Re: [nsp] dCEF repair pressure group (was: Re: performance impact on rate-limit)

From: Tony Tauber (ttauber@genuity.net)
Date: Fri Aug 18 2000 - 12:56:28 EDT


On Fri, 18 Aug 2000, Christian Panigl, ACOnet/VIX/UniVie wrote:

> George et al.,
>
> I'm singing this blues since two years now, upgraded to RSP4 in the
> meantime, changed all VIPs to VIP2-50 with 128MB DRAM, changed from
> 11.1CC to 12.0S but still, enabling dCEF cumulatively disconnects my
> customers from the Internet. In our environment, running
> (non-distributed) CEF on our 7507 is fine, just dCEF is the problem.
> I got the impression that specifically configurations with many
> sub-interfaces (ATM, FrameRelay, VLANs) do have problems with dCEF.

A year ago (exactly!) I noted on this list a dCEF problem, but
one that was certainly not crippling:

++> Date: Wed, 18 Aug 1999 11:06:32 -0400 (EDT)
++> From: Tony Tauber <ttauber@bbnplanet.com>
++> To: Ron Buchalski <rbuchals@hotmail.com>
++> cc: rogerio@embratel.net.br, cisco-nsp@puck.nether.net,
++> Subject: Re: [nsp] Distributed CEF x Distributed Fast Switching
++>
++> I'm not trying to spread FUD, but a depressing observation has been
++> that in many cases where dCEF is needed to take the load off the CPU
++> (high interrupt util due to lotsa traffic), it results in some kind
++> of blocking state where one full-ish interface can result in input
++> "ignores" accruing on another interface.
++> Disabling dCEF for regular CEF fixes the problem.
++>
++> Still looking on insight into the distributed switching architecture
++> to understand this phenomenon.
++>
++> Tony

I should've followed up sooner on what I found out.
Seems the problem was that the VIPs, the SRAM (not DRAM)
is carved up into outbound queues per outbound interface
on the box. The problem came when there were many outbound
interfaces (eg.

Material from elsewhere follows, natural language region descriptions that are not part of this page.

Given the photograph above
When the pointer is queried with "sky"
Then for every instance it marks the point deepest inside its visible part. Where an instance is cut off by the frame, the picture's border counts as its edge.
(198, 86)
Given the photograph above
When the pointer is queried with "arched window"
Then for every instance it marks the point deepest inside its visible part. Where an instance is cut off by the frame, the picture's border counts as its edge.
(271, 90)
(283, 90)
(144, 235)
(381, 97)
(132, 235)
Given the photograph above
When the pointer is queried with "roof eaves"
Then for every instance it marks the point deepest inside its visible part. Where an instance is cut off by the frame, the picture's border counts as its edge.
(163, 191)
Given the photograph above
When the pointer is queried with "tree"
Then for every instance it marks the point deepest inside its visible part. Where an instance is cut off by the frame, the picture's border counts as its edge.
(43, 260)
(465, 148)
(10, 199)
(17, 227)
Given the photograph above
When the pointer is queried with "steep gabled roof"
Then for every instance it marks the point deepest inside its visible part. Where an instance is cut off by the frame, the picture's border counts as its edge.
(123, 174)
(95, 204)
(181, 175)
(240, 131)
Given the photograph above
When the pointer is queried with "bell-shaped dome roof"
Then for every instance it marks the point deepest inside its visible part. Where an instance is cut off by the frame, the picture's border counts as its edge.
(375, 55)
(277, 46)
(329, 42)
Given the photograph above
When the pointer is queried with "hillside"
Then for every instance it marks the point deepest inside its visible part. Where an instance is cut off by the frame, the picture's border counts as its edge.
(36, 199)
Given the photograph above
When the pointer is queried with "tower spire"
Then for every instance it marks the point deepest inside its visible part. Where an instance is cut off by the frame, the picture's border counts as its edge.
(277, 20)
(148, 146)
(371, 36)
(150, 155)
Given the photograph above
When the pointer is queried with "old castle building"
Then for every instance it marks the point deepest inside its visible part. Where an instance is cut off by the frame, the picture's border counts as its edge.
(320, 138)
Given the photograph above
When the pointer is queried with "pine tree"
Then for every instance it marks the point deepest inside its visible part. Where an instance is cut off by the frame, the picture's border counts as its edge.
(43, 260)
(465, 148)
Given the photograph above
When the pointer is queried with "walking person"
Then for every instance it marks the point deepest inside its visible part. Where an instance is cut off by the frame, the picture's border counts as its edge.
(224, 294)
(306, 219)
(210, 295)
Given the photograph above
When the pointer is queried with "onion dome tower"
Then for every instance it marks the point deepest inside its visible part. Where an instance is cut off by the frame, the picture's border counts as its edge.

CT3s or as you mention PVCs, VLANs) and we
had only 2MB of SRAM (the max on VIP2-40s).
The SRAM is carved into equal-sized chunks for these queues.

Take 2048K of SRAM on a CT3IP (which is VIP2-40-based).
Divide that by 28 channels and each gets 73K.
Divide that by 114 (if you've got 4xCT3 + 2xPOS on the box, hypothetically)
and you get about 640 bytes of SRAM buffers.
10x64byte packets (or one big packet) and you're done.

Perhaps some 7500 geek will correct me if I've gotten it wrong.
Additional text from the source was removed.